Is it possible to forget that step and simply pass my Dataframe inside a function and make calculation from it? (For example I want to compare the third element of its second column with a specific double. Is it possible to do so directly from my Dataframe?)
At any cost I have to understand how to create the right type List each time!
EDIT:
Input Dataframe:
+---+---+ |_c1|_c2| +---+---+ |0 |0 | |8 |2 | |9 |1 | |2 |9 | |2 |4 | |4 |6 | |3 |5 | |5 |3 | |5 |9 | |0 |1 | |8 |9 | |1 |0 | |3 |4 | |8 |7 | |4 |9 | |2 |5 | |1 |9 | |3 |6 | +---+---+
Result after conversion:
List((0,0), (8,2), (9,1), (2,9), (2,4), (4,6), (3,5), (5,3), (5,9), (0,1), (8,9), (1,0), (3,4), (8,7), (4,9), (2,5), (1,9), (3,6))
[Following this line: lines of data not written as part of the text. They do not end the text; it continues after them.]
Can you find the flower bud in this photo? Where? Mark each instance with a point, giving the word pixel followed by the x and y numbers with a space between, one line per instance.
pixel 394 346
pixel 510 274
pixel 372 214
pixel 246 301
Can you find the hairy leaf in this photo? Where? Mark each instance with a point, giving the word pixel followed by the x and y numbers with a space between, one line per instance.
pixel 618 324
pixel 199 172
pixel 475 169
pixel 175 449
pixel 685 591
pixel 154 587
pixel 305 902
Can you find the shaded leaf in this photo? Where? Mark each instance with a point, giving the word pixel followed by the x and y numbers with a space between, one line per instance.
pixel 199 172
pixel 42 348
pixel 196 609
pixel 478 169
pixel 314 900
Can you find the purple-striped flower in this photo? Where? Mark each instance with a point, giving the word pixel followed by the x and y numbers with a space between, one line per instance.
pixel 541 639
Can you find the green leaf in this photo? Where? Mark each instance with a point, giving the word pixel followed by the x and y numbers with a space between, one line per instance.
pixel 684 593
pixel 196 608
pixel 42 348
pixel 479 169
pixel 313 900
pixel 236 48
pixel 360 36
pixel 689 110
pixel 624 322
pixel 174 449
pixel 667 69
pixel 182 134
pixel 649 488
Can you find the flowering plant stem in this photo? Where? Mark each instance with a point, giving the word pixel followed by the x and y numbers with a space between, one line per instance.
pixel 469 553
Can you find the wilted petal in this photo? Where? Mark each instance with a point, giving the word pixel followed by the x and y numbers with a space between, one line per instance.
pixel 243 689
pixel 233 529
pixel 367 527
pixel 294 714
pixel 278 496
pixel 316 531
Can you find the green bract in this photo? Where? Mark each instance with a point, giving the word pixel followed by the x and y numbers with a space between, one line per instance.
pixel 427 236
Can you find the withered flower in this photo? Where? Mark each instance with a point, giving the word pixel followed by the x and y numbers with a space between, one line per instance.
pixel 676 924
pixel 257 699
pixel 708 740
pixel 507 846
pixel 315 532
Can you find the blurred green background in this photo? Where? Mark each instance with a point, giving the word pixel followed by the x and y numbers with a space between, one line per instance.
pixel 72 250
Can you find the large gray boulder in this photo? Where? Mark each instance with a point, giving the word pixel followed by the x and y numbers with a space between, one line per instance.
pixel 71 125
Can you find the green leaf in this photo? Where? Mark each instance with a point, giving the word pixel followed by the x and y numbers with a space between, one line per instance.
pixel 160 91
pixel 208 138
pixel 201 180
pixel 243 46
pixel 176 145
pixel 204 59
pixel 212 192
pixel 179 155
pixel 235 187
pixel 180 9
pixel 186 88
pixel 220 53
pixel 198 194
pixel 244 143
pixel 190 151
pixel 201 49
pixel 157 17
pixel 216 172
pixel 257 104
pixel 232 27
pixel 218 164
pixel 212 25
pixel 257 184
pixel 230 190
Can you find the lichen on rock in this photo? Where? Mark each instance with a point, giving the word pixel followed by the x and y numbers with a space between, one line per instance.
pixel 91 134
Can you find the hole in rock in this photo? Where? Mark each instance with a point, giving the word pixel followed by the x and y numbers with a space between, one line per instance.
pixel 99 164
But every element in the List has to be Double type.
-
koiralo about 5 yearsCan you explain a bit more with inputs and expected results ?
-
Aris Kantas about 5 yearsHello! check again!
-
-
Aris Kantas about 5 yearsWhat type of list does this return?
-
Aris Kantas about 5 yearsThis approach takes one collumn of my DataFrame and pass it into a Sequence? How about taking all the collumns of my DataFrame? And can I use the Sequence the same way I would use a List?
-
Muhunthan about 5 yearsyes same way as List and myDataFrame.select("column1", "column2").collect().map(each => (each.getAs[String]("column1"), each.getAs[String]("column2")) ).toList You will get list of tuple here
-
Aris Kantas about 5 yearsThank you! Now I want to ask, what type of elements will exist in this List? String or Double?
-
Muhunthan about 5 yearsIn this example, I cast both columns as String. You must cast according to your data frame. in this example, you will get the list of the tuple ( List[(String, String)] )
-
Aris Kantas about 5 yearsI have provided my Dataframe a the latest edit on my post. As you can see I have numbers so my result has to be Double. How to change your suggestion in order to have the result I want?
-
Muhunthan about 5 yearsPlease check my Answer now
-
Aris Kantas about 5 yearsHello! I understand the logic behind your approach but I am losing it on the practical side as I am very new to scala. What I understand here is that you create a DataFrame with data that is standar. In my situation the dataframe which I have to create comes from a dataset file (csv) and it won't be standar every time. So how can I cast a column of an existing DataFrame into Double?
-
Aris Kantas about 5 yearsHello! It gives me this error:
error: too many arguments for method println: (x: Any)Unit myList.foreach(x=>println(x.a.getClass,x.b.getClass,x.c.getClass))
-
Aris Kantas about 5 yearsAlso when I run the "convert to rdd" command on my dataframe (without any cast changing) I get this error
org.apache.spark.SparkException: Job aborted due to stage failure: Task 0 in stage 333.0 failed 1 times, most recent failure: Lost task 0.0 in stage 333.0 (TID 333, localhost, executor driver): java.lang.ClassCastException: java.lang.String cannot be cast to java.lang.Double
-
koiralo about 5 yearsIn those cases you need to clean your data, need to remove nulls or remove some value that cannot be converted to Double and so on. It depends on your implementation. You can create a udf where you can clean all those things.
-
koiralo about 5 yearsYes the error is clear you need to cast the coulmn to Double
java.lang.ClassCastException: java.lang.String cannot be cast to java.lang.Double
-
Aris Kantas about 5 yearsOh ok! I understand! That means I have to do much more digging arround! Thank you for your respnse!
-
koiralo about 5 years@ArisKantas I have added a sample udf please take a look. Hope this helps!
-
MIKHIL NAGARALE about 5 yearsWhich version of spark you’re using? Or you can check only individual element data types using - myList.foreach(x=>println(x.a.getClass)) likewise you can check Data types for individual columns or concatenate them in single string (it’s just to check data types).